Ryan has pooh-poohed the science of climate change. He voted against the Lily Ledbetter Act to ensure equal pay for women.
There’s more, but this should give any voter a pretty good idea of the agenda we are being asked to endorse.
Paul Ryan is the Koch brothers’ wet dream. In a sane world, someone this radical would be unelectable.
Pray for sanity.
The Romney campaign has “gone there.”
A recent ad accuses the Obama Administration of “gutting the work requirement” that was part of welfare reform. The charge isn’t even remotely true–Politifact gave it a “Pants on Fire” rating, and reporters have noted the chutzpah of criticizing Obama for granting a request by Republican governors for more flexibility to try innovative job placement programs. Charles Blow of the New York Times noted that in 2005, Romney himself, and 8 other Republican governors, had signed a letter requesting even more flexibility than the administration has now granted.

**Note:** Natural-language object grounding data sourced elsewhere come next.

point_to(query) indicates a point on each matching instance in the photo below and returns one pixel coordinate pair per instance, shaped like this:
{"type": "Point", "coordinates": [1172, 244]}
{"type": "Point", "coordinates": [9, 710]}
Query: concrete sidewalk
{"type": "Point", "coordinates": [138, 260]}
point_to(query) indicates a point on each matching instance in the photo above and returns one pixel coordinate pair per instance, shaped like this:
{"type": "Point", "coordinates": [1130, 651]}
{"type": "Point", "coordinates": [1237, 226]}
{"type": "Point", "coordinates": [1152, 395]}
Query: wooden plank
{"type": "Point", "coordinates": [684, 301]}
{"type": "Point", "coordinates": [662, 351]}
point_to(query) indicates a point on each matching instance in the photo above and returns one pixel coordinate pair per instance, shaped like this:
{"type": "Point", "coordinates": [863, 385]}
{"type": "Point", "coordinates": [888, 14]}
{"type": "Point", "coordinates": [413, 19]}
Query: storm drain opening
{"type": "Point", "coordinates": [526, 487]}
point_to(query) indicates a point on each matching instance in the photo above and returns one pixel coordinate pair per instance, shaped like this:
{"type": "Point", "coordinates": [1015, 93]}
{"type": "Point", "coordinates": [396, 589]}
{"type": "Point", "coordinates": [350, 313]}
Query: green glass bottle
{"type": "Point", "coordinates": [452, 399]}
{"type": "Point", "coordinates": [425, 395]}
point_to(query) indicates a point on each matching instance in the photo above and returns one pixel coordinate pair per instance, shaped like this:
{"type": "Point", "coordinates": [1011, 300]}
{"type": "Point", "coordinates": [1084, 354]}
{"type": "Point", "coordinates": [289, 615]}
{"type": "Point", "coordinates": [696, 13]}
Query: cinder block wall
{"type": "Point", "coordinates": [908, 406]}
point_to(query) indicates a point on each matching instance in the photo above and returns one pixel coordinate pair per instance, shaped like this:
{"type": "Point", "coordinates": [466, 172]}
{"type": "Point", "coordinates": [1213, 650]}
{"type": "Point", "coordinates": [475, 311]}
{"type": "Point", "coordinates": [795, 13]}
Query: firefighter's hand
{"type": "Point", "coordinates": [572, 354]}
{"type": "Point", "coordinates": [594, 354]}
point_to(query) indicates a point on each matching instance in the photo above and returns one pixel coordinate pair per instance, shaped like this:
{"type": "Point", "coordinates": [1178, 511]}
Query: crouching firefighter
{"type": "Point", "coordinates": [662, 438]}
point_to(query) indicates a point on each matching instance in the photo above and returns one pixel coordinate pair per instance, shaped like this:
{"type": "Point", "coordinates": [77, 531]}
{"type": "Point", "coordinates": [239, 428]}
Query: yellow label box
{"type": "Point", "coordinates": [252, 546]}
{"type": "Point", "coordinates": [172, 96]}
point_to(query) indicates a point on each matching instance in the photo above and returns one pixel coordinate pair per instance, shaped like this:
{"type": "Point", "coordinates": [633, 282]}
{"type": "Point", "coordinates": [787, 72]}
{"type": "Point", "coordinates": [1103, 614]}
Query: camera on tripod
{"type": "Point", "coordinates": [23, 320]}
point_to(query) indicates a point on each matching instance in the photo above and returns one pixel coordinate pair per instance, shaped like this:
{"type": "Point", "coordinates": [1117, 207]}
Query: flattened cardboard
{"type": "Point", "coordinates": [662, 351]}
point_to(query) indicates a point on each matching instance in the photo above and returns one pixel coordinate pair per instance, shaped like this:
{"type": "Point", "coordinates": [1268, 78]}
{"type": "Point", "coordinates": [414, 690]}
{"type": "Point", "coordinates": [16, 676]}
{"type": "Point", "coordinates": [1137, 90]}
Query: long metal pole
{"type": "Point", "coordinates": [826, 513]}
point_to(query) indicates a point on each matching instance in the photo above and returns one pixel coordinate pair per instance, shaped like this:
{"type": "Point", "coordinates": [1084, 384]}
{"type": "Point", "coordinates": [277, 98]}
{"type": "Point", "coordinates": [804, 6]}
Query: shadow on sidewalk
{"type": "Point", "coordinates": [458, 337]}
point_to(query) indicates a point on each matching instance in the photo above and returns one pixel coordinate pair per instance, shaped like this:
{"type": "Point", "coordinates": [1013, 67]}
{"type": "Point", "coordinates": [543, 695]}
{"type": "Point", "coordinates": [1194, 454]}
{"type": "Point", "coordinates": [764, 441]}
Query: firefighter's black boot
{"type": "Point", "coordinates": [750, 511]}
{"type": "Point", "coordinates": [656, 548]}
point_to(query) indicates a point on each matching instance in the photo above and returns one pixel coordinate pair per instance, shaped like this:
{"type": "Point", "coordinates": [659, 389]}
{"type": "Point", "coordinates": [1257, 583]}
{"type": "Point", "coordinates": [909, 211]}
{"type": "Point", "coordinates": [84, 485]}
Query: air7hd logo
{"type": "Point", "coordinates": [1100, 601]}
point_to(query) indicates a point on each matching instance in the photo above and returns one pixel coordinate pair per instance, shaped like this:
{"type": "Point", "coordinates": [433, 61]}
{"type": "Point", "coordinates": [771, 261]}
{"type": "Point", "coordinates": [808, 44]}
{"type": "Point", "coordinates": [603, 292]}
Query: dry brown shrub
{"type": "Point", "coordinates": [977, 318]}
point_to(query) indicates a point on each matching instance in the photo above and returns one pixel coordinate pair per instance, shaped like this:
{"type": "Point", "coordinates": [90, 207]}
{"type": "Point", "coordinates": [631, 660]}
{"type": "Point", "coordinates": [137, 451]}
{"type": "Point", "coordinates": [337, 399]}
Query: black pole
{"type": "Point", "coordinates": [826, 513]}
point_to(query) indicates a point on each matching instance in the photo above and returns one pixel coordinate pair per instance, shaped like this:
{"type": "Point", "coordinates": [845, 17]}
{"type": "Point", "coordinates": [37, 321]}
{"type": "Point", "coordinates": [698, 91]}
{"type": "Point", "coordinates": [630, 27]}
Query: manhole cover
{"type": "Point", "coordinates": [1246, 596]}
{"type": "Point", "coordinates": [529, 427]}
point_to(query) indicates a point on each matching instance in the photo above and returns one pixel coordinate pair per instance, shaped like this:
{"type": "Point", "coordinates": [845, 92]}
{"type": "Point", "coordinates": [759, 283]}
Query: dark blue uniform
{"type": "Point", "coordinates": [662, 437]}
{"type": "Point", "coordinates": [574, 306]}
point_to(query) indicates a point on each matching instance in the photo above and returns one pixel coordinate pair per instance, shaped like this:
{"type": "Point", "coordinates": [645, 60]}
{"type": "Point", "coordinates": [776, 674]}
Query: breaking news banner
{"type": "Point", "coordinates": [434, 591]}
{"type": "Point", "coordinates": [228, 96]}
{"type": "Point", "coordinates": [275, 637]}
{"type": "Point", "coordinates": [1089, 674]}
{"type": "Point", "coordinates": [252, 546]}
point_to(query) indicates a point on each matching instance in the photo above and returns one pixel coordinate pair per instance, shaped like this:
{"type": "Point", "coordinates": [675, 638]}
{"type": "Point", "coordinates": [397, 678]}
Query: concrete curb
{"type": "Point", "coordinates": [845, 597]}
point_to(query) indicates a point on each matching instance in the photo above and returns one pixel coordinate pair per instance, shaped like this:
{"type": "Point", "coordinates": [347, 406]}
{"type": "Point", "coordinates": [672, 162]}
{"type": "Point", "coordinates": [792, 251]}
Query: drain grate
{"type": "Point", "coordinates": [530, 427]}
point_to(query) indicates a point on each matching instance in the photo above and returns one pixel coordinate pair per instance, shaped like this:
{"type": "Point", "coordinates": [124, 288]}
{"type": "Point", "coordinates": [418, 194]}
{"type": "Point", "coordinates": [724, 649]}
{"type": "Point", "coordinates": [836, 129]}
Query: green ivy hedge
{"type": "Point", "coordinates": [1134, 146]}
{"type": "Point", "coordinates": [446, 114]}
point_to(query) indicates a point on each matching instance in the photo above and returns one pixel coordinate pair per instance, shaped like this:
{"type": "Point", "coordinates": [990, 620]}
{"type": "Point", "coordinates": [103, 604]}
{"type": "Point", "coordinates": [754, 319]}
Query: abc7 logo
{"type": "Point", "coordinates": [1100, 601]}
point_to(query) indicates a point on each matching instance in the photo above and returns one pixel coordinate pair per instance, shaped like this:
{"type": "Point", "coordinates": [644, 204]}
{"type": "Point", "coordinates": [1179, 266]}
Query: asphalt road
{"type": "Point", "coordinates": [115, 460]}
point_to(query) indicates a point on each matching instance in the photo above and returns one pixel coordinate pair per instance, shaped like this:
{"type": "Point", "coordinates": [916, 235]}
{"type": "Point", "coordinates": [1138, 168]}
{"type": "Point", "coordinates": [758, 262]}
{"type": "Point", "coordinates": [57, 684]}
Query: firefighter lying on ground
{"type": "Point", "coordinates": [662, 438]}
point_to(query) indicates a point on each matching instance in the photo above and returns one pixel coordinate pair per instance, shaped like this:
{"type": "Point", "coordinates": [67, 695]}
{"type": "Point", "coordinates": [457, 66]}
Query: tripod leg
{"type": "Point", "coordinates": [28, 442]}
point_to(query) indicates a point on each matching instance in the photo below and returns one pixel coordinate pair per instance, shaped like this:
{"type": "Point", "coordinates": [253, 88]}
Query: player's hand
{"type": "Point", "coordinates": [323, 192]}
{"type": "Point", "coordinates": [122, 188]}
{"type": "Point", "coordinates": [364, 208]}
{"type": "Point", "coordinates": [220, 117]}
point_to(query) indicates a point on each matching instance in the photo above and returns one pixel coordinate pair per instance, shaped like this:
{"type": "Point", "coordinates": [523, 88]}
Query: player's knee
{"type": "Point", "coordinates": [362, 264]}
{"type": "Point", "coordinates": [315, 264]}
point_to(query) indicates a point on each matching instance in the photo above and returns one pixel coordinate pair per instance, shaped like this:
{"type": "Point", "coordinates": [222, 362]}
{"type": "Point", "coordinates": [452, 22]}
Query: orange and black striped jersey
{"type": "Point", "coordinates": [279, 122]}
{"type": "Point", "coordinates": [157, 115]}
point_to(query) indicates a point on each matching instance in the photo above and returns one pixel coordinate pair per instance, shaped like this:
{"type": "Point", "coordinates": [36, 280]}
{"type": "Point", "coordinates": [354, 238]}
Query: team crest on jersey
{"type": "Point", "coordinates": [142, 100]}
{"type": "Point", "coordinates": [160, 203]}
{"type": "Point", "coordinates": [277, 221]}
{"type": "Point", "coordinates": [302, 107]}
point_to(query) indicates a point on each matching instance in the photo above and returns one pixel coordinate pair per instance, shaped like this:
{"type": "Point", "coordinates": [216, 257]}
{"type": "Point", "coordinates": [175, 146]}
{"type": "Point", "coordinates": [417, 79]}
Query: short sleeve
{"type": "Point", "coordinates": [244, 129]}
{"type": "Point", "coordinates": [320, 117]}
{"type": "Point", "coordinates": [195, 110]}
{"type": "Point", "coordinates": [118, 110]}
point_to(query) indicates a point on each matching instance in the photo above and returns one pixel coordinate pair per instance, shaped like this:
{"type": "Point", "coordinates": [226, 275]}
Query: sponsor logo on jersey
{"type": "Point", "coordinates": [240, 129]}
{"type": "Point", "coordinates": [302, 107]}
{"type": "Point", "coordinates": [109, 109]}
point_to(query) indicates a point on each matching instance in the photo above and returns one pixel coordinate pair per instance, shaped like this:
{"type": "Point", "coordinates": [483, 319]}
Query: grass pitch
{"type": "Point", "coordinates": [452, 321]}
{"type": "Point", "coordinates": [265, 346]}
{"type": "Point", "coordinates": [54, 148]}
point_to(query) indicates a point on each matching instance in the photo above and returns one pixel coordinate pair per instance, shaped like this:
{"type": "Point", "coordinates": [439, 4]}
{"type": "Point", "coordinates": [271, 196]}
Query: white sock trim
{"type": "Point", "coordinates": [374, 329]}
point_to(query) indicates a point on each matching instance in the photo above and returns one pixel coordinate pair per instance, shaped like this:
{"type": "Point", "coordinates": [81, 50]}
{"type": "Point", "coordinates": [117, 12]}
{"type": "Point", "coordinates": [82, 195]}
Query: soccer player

So the ad is an outright lie, but that isn’t the point. The point is to play on white working-class resentment of the lazy, unproductive (black) moochers who are living high at the expense of hardworking Americans. Those resentments, racial and economic, are closer to the surface in bad economic times, and let’s face it–the people who harbor them are much more likely to believe the charge that a black President is enabling “those people.”
Resentments don’t respect facts, unfortunately. Most welfare recipients are white, and a majority are children. Another large subset are disabled. Of recipients who are working age, most work–and most of those work 40 hours a week. They simply work at jobs that don’t pay a living wage.
My biggest gripe with the folks who get bent out of shape about welfare, though, is different. It’s their definition and lack of consistency.
By far the largest recipients of welfare are corporations–the special interests whose lobbyists have successfully argued for favorable tax breaks and lucrative subsidies. Huge and highly profitable corporations like GE pay virtually no taxes. Obscenely profitable oil companies like Exxon continue to receive immense subsidies. (As E.J. Dionne wryly noted a few months back, evidently giving money to the rich gives them an incentive to produce, but giving money to the poor makes them dependent.)
We’ve only seen one year of tax returns from Mitt Romney, but in that one year, he took advantage of tax preferences–aka corporate welfare–that reduced his effective rate to 13%.
We have heard very little from Mitt Romney about his policy proposals. We are told we have no business seeing his tax returns. All we know is that he wants to be President so badly that he is willing to say or do anything–including flat-out lying and appeals to social and racial resentments.
References to Welfare Queens worked for Ronald Reagan, but Reagan had other things going for him. I do not think they will work for Mitt Romney.